`fs::read_dir` can't read directory entries with very long names

ayosec · October 14, 2021, 10:52pm

Recently I read the article How (not) to use readdir_r(3) (2012). It describes an issue with the readdir_r function in file systems that allow file names longer that 255 bytes.

From the article:

Here's an AOSP patch: libc: readdir_r smashed the stack. Some engineers point out that FAT32 lets you store 255 UTF-16 characters, Android's struct dirent has a 256-byte d_name field, so if you have the right kind of filename on a FAT32 file system, it won't fit in a struct dirent.

Since std::fs::read_dir uses readdir64_r (code) I was curious to see what happens in Rust. As shown below, fs::read_dir throws a code: 0 error.

I tested the problem in Linux, but I think that it may happen in other Unix-like systems.

Steps to reproduce

Create a FAT32 image.

dd if=/dev/zero of=/tmp/vfat bs=1M count=32

mkfs.vfat -F 32 /tmp/vfat

sudo mount -o loop,uid=$UID /tmp/vfat /mnt/disk

Create some files which names need more than 255 bytes to be stored.

create_file() { ruby -e 'File.open("/mnt/disk/" + ARGV[0] * ARGV[1].to_i, "a")' -- "$@"; }

create_file á 127    # 254 bytes
create_file é 128    # 256 bytes
create_file í 129    # 258 bytes

create_file S N creates a file which names consists on the S string repeated N times.

Only the first file (á × 127) can be copied to a non-FAT32 file system:

$ cp -a /mnt/disk/ $(mktemp -d)
cp: cannot create regular file '/tmp/tmp.ZBXQO63Syn/disk/éééééééééééééééééééééééééééééééééééééééééééééééééééééééééééééééééééééééééééééééééééééééééééééééééééééééééééééééééééééééééééééééé': File name too long
cp: cannot create regular file '/tmp/tmp.ZBXQO63Syn/disk/ííííííííííííííííííííííííííííííííííííííííííííííííííííííííííííííííííííííííííííííííííííííííííííííííííííííííííííííííííííííííííííííííí': File name too long

Other programs, like ls and find does not have any issue.

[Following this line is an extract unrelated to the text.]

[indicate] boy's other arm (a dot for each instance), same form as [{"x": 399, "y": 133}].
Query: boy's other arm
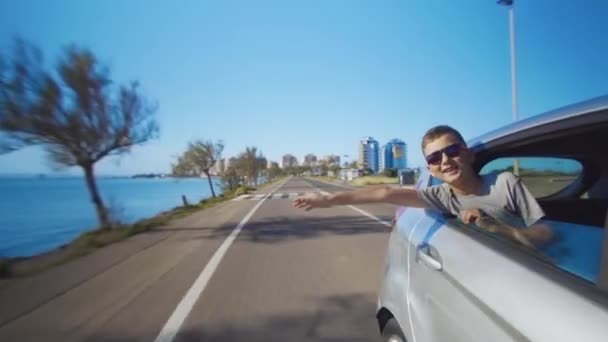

Read the contents of the directory with a Rust program.

// ls.rs
fn main() {
    for arg in std::env::args_os().skip(1) {
        for f in std::fs::read_dir(arg).unwrap() {
            println!("{:?}", f);
        }
    }
}

Executes it against the FAT32 image:

$ rustc -O ls.rs

$ ./ls /mnt/disk/
Ok(DirEntry("/mnt/disk/ááááááááááááááááááááááááááááááááááááááááááááááááááááááááááááááááááááááááááááááááááááááááááááááááááááááááááááááááááááááááááááááá"))
Err(Os { code: 0, kind: Uncategorized, message: "Success" })

Cause

The problem happens because readdir64_r uses a fixed size for the file name. In the definition of struct dirent64, the field d_name is a 256 bytes array.

The struct dirent for macOS uses a 1024 bytes array, so I assume that macOS is not affected by this issue.

Other File Systems

The post mentioned above is related to FAT32, but according to Wikipedia there are other file systems that allows more than 255 bytes in the file name:

File System	Limit
APFS	255 UTF-8 characters
GPFS	255 UTF-8 characters
HFS Plus	255 UTF-16 characters
NSS	256 characters
NTFS	255 UTF-16 characters
ReFS	255 UTF-16 characters
Reiser4	3976 bytes
ReiserFS	4032 bytes
SquashFS	256 bytes
exFAT	255 UTF-16 characters

Conclusion

I posted the issue here because I'm not sure if this is actually a bug. The conditions to trigger it are very rare.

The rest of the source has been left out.